Strait Ecosystem Recovery Network

Since the first Action Agenda in 2008, the local jurisdictions within the Strait Action Area have focused, in part, on improving the management of and correcting targeted problems associated with stormwater runoff. 

Located in the rainshadow of the Olympic Mountains, where it rains a mere 16 inches per year, on average, the City of Sequim considers water (and stormwater) as a most valuable natural resource.  With little rain, even less flooding, and no major water quality problems it can be a challenge to convey the need for additional stormwater management. To prepare for growth and changes in climate however, Sequim has drafted its first ever Storm and Surface Water Management Plan (see NTA STRT 28). In the face of this year’s drought and the need for water conservation, a compelling case can be made to comprehensively manage water resources with a proactive plan. The Sequim City Council is now considering the draft plan and will soon determine funding strategies to pay for its implementation.  Adoption of the plan by the Sequim City Council is anticipated in early 2016.

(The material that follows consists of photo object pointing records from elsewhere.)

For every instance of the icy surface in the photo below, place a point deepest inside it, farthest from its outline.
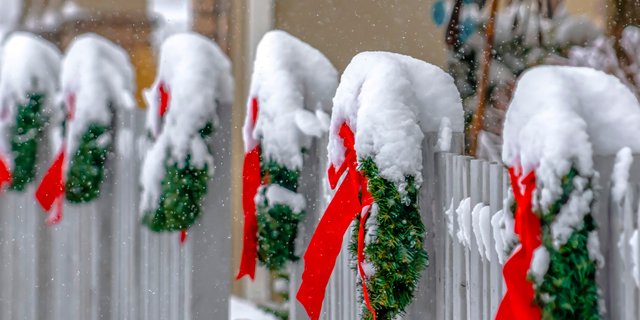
(293, 83)
(99, 76)
(380, 97)
(197, 75)
(620, 175)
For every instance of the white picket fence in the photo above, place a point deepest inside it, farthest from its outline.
(462, 283)
(101, 263)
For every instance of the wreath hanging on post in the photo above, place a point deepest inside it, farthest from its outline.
(373, 125)
(28, 84)
(291, 90)
(97, 79)
(193, 81)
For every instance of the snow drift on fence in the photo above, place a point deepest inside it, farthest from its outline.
(289, 118)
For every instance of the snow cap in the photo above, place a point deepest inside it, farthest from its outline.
(99, 75)
(294, 84)
(30, 64)
(197, 75)
(389, 100)
(561, 116)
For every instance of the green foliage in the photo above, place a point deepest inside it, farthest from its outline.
(277, 223)
(183, 189)
(397, 250)
(86, 168)
(25, 135)
(569, 289)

A short distance to the west, near the edge of the rainshadow, the City of Port Angeles is working, like Sequim and the other three local jurisdictions within the Strait Action Area (i.e., Clallam and Jefferson counties and City of Port Townsend; see NTA STRT 27 and 31 through 34), to improve stormwater management. As the only city or county with a required National Pollutant Discharge Elimination System (NPDES) permit for stormwater, Port Angeles is continuing to implement their program (see NTA STRT 30) and correct existing problems.

Because of the vintage of the City’s infrastructure, much of the wastewater system is combined with stormwater. In the 1960s, wastewater treatment and force mains were constructed so that most of the combined sewage no longer flowed directly to Port Angeles harbor or the Strait of Juan de Fuca. The system was designed such that combined sewer overflows (CSOs) occur during large rain events, when peak flows overwhelm the pipe capacity.  On average, about 26.3 million gallons of combined sewage and stormwater flows into Port Angeles Harbor each year during those events, for a total of about 74 separate CSO discharges per year. To correct the CSO problems, Port Angeles embarked on a suite of major projects, in two phases (NTA STRT 29), including:

  • Building bigger wastewater force mains and a new larger pump station.
  • Constructing two new gravity sewer mains.
  • Retrofitting a 5 million gallon tank for temporary storage of peak flows.
  • Building an influent diversion structure and improvements inside the wastewater treatment plant.
  • Retrofitting an industrial marine outfall to become the Port Angeles primary outfall further offshore. 

Port Angeles has borrowed $35.35 million dollars to accomplish the CSO Reduction program at a total cost of approximately $46 million dollars. When all work is completed, sometime around July 2016, CSOs will have been reduced to less than three per year.